Bu gizem dolu hikâyeye henüz başlamayı düşünmüyordum. Aslında, yazacaklarıma hikâye yerine kâbus demek daha uygun düşer. Çünkü bir kâbustan çok daha fazlasıydı. Yaşadıklarımı şu ana kadar kimseye anlatamamıştım. Çok garip. Bunu söylemek bile şimdiden titrememe neden oldu. Üstelik aradan yedi yıldan fazla zaman geçmesine karşın.

Evet, kimseye anlatamamıştım, belki de anlatmak istememiştim. Bilemiyorum. Kendime itiraf edemediğim çok şey var. Sanırım bunun nedeni, hikâyeye nerden başlayacağım düşüncesinden çok, nasıl bitireceğimin endişesiydi. Çünkü kâbusun şu an bile bir yerlerde nefes aldığına eminim, kelebek yaşadığı sürece de bitmeyecek...

Dışarıda bir yıldırım daha patlayınca pencereden uzaklaştım. Fırtına gece boyunca hiç durmamıştı. Uzaklardan yağmur ve ona karışan duman kokusu geliyordu. Gözümü ormandan ayırarak şömineye odun attım.

Her ne kadar, az sonra anlatmaya çalışacağım o garip olayı bütün ayrıntılarıyla hatırlamamamda hâlâ korkuyorum. Fakat korkum, paslanmış ve karanlık bir hatırayı yeniden canlandırma korkusu değil. Kesinlikle değil. Saf delilikten korkuyorum. Birkaç gündür uzaktan baktığım kalemin şimdi elimde olmasının tek nedeni, şu anki hava koşulları olsa gerek. Yoksa kim gecenin bu saatinde, şömine başında korkunç yıldırımları seyrederdi. Ve neden durmaksızın iri kıymıklı bir odunla beynini döver? Belirgin çağrışımlar olmasa seve seve bu eski olayı unutmaya razıydım... Olmadı... Yapamadım... Bir haftadır şehre de inemedim. Bir ses, bir nefese hasret tek başıma dağ evinde çıldırmak üzereyim. Fark ettim ki insan yalnız kalınca kapısını ilk çalan en dehşetli hatırası oluyor. Belki de bunu yaptıran korkunun kendisi. Ve yine fark ettim, yaşadıklarımı yazmazsam ve aklımda tutmaya devam edersem asıl o zaman çıldıracağım.

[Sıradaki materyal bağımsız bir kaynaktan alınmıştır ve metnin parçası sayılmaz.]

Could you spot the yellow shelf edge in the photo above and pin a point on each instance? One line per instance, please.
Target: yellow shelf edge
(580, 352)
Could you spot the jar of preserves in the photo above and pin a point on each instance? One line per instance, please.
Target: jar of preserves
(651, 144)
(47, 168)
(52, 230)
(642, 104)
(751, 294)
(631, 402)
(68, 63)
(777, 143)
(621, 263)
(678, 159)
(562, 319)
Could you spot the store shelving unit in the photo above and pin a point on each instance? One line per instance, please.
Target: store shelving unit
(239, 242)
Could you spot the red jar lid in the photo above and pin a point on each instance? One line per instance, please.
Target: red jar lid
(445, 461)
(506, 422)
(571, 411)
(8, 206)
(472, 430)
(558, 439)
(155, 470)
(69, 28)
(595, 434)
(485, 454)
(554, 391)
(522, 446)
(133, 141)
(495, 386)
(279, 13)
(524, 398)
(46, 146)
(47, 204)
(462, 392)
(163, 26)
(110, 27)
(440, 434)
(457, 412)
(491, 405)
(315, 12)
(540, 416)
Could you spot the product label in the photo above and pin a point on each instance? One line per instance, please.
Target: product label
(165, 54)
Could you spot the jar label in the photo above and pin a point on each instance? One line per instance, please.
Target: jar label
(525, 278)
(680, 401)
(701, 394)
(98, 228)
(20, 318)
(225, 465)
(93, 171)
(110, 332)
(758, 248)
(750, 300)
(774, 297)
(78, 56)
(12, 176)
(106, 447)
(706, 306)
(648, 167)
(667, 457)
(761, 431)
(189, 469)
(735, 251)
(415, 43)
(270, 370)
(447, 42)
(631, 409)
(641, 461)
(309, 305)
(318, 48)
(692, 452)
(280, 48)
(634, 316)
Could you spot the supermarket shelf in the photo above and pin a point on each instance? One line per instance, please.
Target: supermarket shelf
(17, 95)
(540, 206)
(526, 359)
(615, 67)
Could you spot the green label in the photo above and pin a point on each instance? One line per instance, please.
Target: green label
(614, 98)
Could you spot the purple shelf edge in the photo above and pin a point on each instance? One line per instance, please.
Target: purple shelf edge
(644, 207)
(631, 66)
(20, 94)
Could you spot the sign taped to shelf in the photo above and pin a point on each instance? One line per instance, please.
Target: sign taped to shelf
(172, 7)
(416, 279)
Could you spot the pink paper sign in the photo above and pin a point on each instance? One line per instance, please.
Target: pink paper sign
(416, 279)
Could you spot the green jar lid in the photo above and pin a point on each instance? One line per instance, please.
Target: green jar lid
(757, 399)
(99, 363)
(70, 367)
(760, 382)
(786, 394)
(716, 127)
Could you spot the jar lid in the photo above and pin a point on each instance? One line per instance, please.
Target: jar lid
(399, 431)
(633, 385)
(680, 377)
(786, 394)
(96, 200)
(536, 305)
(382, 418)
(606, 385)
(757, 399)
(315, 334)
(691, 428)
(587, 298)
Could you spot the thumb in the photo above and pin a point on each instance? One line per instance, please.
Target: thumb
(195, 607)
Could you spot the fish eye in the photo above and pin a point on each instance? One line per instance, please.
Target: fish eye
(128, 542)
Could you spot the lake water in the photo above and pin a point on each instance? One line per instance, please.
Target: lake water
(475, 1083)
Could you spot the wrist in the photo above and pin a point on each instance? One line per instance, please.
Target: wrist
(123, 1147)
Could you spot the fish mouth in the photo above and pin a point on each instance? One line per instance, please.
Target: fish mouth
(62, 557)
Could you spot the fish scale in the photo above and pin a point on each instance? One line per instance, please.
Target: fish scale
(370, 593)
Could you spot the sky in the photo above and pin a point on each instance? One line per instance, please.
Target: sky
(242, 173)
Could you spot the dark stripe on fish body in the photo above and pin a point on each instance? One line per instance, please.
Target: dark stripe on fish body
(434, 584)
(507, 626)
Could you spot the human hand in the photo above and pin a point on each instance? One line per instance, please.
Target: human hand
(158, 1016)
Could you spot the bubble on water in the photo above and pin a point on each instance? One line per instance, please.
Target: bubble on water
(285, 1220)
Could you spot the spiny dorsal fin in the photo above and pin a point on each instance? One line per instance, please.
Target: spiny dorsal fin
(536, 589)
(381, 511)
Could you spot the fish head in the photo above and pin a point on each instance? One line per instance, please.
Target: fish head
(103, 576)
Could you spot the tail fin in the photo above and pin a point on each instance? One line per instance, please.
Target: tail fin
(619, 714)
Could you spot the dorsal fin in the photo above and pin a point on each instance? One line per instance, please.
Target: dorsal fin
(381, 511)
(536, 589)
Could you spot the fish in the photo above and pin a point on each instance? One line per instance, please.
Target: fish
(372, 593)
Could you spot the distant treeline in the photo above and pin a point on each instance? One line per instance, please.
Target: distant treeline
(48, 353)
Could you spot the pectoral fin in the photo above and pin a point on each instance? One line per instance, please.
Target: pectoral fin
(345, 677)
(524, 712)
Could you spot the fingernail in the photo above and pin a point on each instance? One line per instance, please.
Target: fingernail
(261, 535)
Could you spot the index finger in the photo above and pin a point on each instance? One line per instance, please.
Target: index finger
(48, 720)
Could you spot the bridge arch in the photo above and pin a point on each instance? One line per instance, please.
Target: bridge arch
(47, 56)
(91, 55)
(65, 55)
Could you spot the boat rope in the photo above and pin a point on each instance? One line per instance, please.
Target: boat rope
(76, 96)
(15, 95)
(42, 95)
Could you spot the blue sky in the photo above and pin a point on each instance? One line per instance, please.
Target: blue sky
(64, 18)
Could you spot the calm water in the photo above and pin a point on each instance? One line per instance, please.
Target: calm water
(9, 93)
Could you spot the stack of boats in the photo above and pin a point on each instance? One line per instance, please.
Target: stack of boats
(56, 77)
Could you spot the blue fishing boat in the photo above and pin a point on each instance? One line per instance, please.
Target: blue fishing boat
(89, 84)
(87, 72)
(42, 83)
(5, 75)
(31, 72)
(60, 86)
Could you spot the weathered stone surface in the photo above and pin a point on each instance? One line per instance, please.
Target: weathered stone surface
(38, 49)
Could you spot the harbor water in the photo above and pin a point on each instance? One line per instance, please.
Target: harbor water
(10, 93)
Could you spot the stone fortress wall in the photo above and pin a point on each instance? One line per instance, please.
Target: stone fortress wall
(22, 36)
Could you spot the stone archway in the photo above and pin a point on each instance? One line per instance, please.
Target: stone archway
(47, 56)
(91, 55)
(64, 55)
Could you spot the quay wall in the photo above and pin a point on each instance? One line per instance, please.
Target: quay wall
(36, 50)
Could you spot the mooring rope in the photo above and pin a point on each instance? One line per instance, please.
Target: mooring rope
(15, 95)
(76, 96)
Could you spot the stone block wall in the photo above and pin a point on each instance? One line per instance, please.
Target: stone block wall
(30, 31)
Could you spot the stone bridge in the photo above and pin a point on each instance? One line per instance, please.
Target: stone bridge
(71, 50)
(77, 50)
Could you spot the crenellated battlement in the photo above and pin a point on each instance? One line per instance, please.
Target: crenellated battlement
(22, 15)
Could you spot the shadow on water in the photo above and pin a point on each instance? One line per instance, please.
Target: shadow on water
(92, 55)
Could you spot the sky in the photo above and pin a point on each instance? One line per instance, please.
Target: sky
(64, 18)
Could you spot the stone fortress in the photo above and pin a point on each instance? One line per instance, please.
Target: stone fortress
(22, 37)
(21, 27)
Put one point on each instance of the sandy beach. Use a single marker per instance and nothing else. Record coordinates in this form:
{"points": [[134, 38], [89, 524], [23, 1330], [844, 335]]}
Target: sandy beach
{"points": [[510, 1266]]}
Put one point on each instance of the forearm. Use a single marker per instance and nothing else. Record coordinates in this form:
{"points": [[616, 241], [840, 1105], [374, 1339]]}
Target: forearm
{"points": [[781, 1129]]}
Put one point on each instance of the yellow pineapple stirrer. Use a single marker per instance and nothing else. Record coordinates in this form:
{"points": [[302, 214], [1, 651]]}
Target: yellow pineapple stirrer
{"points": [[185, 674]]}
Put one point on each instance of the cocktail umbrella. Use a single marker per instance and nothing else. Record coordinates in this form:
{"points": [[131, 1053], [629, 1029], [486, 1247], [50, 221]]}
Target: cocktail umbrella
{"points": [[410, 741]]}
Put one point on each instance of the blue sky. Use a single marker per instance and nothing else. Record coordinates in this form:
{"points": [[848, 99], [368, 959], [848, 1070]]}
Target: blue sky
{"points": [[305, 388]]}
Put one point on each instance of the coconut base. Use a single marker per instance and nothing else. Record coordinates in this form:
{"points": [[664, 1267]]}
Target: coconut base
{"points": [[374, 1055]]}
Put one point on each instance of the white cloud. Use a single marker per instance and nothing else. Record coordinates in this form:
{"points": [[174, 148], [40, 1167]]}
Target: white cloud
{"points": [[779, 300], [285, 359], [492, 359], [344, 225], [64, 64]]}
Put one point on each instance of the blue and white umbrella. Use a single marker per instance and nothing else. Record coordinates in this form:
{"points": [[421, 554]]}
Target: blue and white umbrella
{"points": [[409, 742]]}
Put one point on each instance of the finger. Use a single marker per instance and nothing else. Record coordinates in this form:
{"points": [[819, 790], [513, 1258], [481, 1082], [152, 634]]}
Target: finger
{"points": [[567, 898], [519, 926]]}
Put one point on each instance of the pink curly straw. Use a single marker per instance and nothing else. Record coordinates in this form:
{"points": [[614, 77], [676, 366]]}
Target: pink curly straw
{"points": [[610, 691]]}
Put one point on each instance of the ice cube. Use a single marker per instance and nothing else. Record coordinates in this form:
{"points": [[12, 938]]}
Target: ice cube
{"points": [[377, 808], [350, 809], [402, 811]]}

Dün, akşama doğru esen hafif rüzgârlar, az sonra anlatacağım bir dizi anıyı sırasıyla gözümde canlandırdı. İlkin; Elinde fotoğraf makinesiyle kayalıklardan zıplayan, rüzgâra tutununca uçtuğunu sanan deli gençliğimi anımsadım. Gözümde canlananlar gülümsememe neden oldu. Keşke hiç büyümesem diye arzuladım. Daha hatıramın tüm detaylarını oluşturamadan gök gürültüleri beni düşüncelerimden ayırdı. Bir açıp bir kapayan hava, delicesine esen rüzgâr ve fırsat buldukça doğaya göz kırpan güneş, başka bir çağrışıma zemin hazırladı. İki gündür şömine başında, aynı duyguların kapanındayım. Zihnimin esiriyim. Uzun süre aklımdan çıkaramadığım ve şimdilerde daha çok anımsadığım bir başka anıya geçiş yaptı. Gökteki yıldırımlar gibi anılar da beynimde anlık parlamalarla canlanıyordu. Ve ben daha ne olduğunu anlayamadan kayboluyorlardı. Bir nevi yılan sokması gibiydi. Hızlı ve çevik hareketlerle düş alemimi bulandırıp kayboluyorlardı.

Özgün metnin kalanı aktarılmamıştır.